In letzter Instanz läuft der neoliberale Traum, die gesamte Reproduktion der Profitverwertungslogik zu unterwerfen, auch in den westlichen Zentren auf ein Programm des Autokannibalismus hinaus. An der Weltmarkt-Peripherie, wo viel weniger an „aufakkumulierter“ kultureller und institutioneller Substanz aufzuzehren ist, führt das allgemeine Bereicherungsgebot in Kombination mit der Vernachlässigung und Privatisierung der öffentlichen Einrichtungen schneller zur Unterminierung der gesellschaftlichen Reproduktionsfähigkeit. Grund genug, das logische Ergebnis des eigenen Programms zum Versagen der dortigen Akteure zu erklären.

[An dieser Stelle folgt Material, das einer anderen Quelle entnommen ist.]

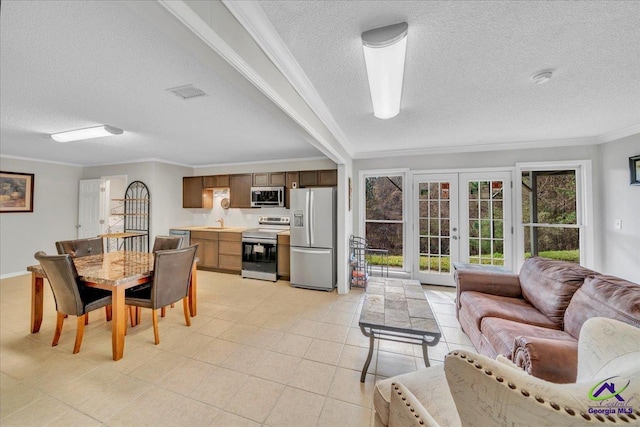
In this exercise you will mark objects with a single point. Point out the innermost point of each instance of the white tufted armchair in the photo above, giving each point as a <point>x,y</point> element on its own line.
<point>473,390</point>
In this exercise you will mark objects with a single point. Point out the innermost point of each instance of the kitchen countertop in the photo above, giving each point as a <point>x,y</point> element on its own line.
<point>212,228</point>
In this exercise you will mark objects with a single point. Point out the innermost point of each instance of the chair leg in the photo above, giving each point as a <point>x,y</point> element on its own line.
<point>132,316</point>
<point>185,307</point>
<point>58,331</point>
<point>156,334</point>
<point>79,333</point>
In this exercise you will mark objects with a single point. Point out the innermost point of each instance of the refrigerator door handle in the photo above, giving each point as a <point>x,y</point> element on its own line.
<point>306,217</point>
<point>311,251</point>
<point>312,207</point>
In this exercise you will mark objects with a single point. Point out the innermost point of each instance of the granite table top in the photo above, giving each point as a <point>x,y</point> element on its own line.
<point>111,268</point>
<point>398,305</point>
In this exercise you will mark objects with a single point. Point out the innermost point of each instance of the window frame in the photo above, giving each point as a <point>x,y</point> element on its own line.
<point>362,223</point>
<point>584,206</point>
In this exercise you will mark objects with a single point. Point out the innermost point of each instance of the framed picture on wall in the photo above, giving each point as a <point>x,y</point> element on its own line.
<point>16,192</point>
<point>634,170</point>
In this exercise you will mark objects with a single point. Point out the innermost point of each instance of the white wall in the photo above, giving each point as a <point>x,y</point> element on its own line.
<point>621,249</point>
<point>164,182</point>
<point>54,217</point>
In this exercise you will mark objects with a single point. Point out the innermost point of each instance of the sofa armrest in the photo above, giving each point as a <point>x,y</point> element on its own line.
<point>405,410</point>
<point>502,284</point>
<point>552,360</point>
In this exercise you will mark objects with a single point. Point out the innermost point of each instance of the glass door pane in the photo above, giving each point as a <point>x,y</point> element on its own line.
<point>436,198</point>
<point>485,227</point>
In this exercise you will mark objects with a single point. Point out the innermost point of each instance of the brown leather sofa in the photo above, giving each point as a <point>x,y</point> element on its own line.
<point>534,318</point>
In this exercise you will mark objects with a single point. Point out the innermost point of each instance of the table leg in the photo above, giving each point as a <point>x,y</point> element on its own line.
<point>366,363</point>
<point>37,302</point>
<point>425,354</point>
<point>118,322</point>
<point>193,290</point>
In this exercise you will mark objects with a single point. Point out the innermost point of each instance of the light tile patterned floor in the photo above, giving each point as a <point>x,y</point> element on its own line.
<point>257,353</point>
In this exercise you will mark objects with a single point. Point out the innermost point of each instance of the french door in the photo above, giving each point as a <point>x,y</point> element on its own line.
<point>461,217</point>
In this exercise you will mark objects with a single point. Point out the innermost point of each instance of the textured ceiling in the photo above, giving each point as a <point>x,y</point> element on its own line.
<point>467,84</point>
<point>68,65</point>
<point>468,68</point>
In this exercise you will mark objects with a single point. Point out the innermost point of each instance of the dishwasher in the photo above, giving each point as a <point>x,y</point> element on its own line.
<point>185,234</point>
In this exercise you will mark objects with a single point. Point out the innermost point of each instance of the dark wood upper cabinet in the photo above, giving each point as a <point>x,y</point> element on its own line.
<point>319,178</point>
<point>194,195</point>
<point>328,178</point>
<point>308,179</point>
<point>216,181</point>
<point>240,190</point>
<point>268,179</point>
<point>291,179</point>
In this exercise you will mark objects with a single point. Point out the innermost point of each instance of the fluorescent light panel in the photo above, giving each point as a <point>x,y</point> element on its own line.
<point>86,133</point>
<point>384,54</point>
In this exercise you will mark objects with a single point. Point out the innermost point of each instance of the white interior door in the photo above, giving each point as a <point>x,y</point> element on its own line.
<point>89,208</point>
<point>461,217</point>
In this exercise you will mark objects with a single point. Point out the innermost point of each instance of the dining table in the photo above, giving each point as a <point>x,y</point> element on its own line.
<point>112,271</point>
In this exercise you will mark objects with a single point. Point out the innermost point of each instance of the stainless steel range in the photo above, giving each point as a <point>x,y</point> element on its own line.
<point>260,248</point>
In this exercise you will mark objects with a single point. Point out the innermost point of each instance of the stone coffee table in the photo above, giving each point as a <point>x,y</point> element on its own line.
<point>397,310</point>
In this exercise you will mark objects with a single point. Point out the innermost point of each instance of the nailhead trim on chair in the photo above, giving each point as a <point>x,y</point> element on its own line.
<point>539,399</point>
<point>412,410</point>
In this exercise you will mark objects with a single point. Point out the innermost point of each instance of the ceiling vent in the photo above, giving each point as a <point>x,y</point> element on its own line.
<point>187,92</point>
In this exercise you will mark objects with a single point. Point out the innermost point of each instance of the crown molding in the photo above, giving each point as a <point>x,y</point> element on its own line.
<point>255,21</point>
<point>620,133</point>
<point>264,162</point>
<point>569,142</point>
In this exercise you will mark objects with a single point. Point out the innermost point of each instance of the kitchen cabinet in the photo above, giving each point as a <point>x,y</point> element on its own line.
<point>207,248</point>
<point>291,179</point>
<point>308,178</point>
<point>230,251</point>
<point>328,178</point>
<point>216,181</point>
<point>284,256</point>
<point>194,194</point>
<point>269,179</point>
<point>319,178</point>
<point>240,190</point>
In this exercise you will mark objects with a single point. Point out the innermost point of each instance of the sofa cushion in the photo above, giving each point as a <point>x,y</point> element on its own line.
<point>502,333</point>
<point>479,305</point>
<point>603,296</point>
<point>549,285</point>
<point>422,384</point>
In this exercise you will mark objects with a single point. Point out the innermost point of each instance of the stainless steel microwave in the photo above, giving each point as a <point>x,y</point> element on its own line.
<point>262,197</point>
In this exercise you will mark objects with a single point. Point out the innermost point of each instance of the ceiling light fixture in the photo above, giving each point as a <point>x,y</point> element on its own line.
<point>542,77</point>
<point>86,133</point>
<point>384,53</point>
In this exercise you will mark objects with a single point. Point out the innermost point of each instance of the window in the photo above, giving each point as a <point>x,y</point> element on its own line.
<point>555,204</point>
<point>384,216</point>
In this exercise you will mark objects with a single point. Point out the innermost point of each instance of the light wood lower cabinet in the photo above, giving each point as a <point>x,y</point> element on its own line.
<point>230,251</point>
<point>207,248</point>
<point>284,256</point>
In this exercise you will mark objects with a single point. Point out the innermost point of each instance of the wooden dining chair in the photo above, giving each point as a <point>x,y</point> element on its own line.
<point>161,243</point>
<point>171,281</point>
<point>83,247</point>
<point>72,297</point>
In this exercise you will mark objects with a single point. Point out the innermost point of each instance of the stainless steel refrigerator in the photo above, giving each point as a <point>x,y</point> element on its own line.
<point>313,238</point>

Im Zeitalter der globalen Marktwirtschaft stehen alle Weltmarktnewcomer vor dem gleichen Grunddilemma. Im Gefolge der mikroelektronischen Revolution sind die Kapitalvorauskosten derart explodiert, dass sie sich insgesamt unmöglich aus der realen inneren Akkumulation bestreiten lassen. Die Länder der Weltmarktperipherie sind durchweg auf umfangreiche Zuflüsse von transnationalem Geldkapital angewiesen. Am höchsten wäre der Investitionsbedarf im kaum bis gar nicht profitträchtigen Infrastrukturbereich. Genau dahin strebt das Rendite suchende Geldkapital allerdings am allerwenigsten. Wenn sich die Exportoffensiven angesichts der diversen Finanzmarktwechselfälle nicht bereits an genereller Kapitalknappheit brechen, dann spätestens an der chronischen Überlastung und Auszehrung der Infrastruktur.

Von diesem objektiven Widerspruch, der den Kapitalismus in der Ära von Mikroelektronik und dem Primat der Finanzmärkte noch viel mehr zu einer Closed-Shop-Veranstaltung macht als auf jeder früheren Entwicklungsstufe, darf nicht die Rede sein. Dementsprechend wird um so exzessiver von der subjektiven Seite des Privatisierungswahns schwadroniert, freilich, indem sie als solche unkenntlich gemacht wird. Natürlich ist die Korruption in vielen Staaten der Dritten Welt endemisch. Natürlich unterscheidet so manche politische Elite nur sehr bedingt zwischen der eigenen und der öffentlichen Kasse und betreibt Insidergeschäfte übelster Sorte. Damit stehen sie aber keinesfalls im Gegensatz zum herrschenden Privatisierungs- und Bereicherungsprogramm. Ob gespielt oder echt, die Empörung des kleinen Investors, der ausgebooteten Konkurrenz und des IWF über kleptokratische Machenschaften darf nicht darüber hinwegtäuschen, dass sie die Verwirklichung der eigenen Ideale sind und nicht der Verrat daran. Figuren wie der thailändische Premier Thaksin, Telekom-Mogul, Premier und Bestechungsspezialist in einer Person, entstammen keinem prä-, sondern einem durch und durch postfordistischen Szenario.

Es ist einfach abgeschmackt, den totalen Markt zu predigen und sich gleichzeitig Staatsagenten herbeizuwünschen, die zu unflexibel wären, ihr spezielles „positionelles Kapital“ in einem ganz unmittelbaren Sinn zu verwerten. Die Weltmarkperipherie ist dem Zentrum in Sachen immanenter Aufhebung, sprich Implosion, des Gegensatzes von Markt und Staat nur einen Schritt voraus und sie hat weniger Reste an anachronistischen friderizianisch-fordistischen Moralvorstellungen aufzulösen.